Xinhua news agency said on Sunday more victims of the downpours which battered much of the capital throughout Saturday had been discovered, revising up considerably the number of dead from ten.

More than 500 flights were cancelled at the main airport, the Beijing News reported.

The rain on Saturday night knocked down trees in Beijing and trapped cars and buses in waist-deep water in some areas.

The rainstorms led to the evacuation of more than 50,000 people from their homes in Beijing, mostly from the city’s outlying mountainous districts, as up to 46cm (18 inches) of rain lashed some areas, the agency added.

Xinhua quoted the Beijing municipal government as saying 25 of the victims had drowned, six had died when their houses collapsed, one was killed by a lightning strike and five had been electrocuted.

Twenty-two of the bodies have been identified, it added.

The agency had earlier reported the death toll at 10 but said it was expected to rise as numerous people, including rescue workers, were missing.
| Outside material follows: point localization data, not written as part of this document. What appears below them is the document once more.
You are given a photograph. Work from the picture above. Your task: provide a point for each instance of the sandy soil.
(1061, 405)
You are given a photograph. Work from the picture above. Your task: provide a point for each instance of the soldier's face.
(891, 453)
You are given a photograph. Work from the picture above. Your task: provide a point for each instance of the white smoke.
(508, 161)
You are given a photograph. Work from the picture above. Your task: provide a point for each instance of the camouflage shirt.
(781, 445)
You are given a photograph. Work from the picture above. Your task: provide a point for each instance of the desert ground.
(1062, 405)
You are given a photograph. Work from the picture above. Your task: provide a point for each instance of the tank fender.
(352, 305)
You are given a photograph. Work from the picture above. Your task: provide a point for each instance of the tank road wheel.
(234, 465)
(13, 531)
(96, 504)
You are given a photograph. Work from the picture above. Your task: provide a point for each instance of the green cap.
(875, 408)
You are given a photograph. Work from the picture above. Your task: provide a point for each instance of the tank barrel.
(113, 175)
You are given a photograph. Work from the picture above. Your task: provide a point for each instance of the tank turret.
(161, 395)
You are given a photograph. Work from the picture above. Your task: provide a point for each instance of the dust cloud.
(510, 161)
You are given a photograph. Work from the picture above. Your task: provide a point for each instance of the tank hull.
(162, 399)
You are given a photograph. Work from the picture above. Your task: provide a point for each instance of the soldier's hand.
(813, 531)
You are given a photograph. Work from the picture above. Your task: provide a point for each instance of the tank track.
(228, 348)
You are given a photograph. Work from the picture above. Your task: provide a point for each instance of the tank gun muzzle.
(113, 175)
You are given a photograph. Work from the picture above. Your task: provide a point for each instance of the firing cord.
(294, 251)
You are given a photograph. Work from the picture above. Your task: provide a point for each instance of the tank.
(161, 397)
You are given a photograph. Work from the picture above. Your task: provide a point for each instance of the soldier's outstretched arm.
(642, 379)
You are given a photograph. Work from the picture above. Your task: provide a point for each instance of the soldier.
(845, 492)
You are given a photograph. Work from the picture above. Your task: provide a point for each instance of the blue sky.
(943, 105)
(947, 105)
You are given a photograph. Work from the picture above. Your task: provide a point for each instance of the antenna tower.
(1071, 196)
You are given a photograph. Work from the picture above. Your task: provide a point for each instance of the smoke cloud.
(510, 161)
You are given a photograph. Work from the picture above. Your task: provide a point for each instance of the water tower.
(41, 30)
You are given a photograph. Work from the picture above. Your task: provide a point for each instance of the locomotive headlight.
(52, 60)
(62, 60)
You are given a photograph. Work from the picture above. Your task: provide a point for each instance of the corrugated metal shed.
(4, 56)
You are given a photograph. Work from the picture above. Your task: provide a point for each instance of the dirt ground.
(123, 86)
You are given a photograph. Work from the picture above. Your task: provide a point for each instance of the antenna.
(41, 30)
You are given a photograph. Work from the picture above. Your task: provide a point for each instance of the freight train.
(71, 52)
The government flood control headquarters told AFP news agency damage assessments were ongoing.

Three bodies were recovered in Beijing’s mountainous Fangshan region where several landslides were reported, China National Radio reported.

Up to 46cm of rain fell in Fangshan district, the most rain to hit the city in a 14-hour period since records began in 1951, Xinhua said.

Clean-up operation under way

Photos showed entire parking lots flooded, while rescue and traffic workers were seen diving underwater to unclog roadside drains as helpless drivers looked on from partially submerged cars.

Numerous roads in the capital were submerged under up to a metre of water, while 500 outbound flights were cancelled and at least 80,000 passengers stranded.

On Sunday, clean-up crews were out repairing damage under largely sunny skies, while workers scrambled to drain up to one million cubic metres (35 million cubic feet) of water from the sewer system.

Despite the damage, the rain was largely welcomed in drought-prone northern China which has suffered from a lack of rain over the last decade.

More torrential rain was forecast in China’s northeast and southwest, after at least 10 other people were killed since Friday.

In the northern province of Shanxi province, four people died and one remained missing after their pick-up truck was swept into a river as they attempted to cross a bridge, Xinhua said.

Landslides in southwestern Sichuan province resulted in six deaths, provincial flood control and drought relief officials told the agency.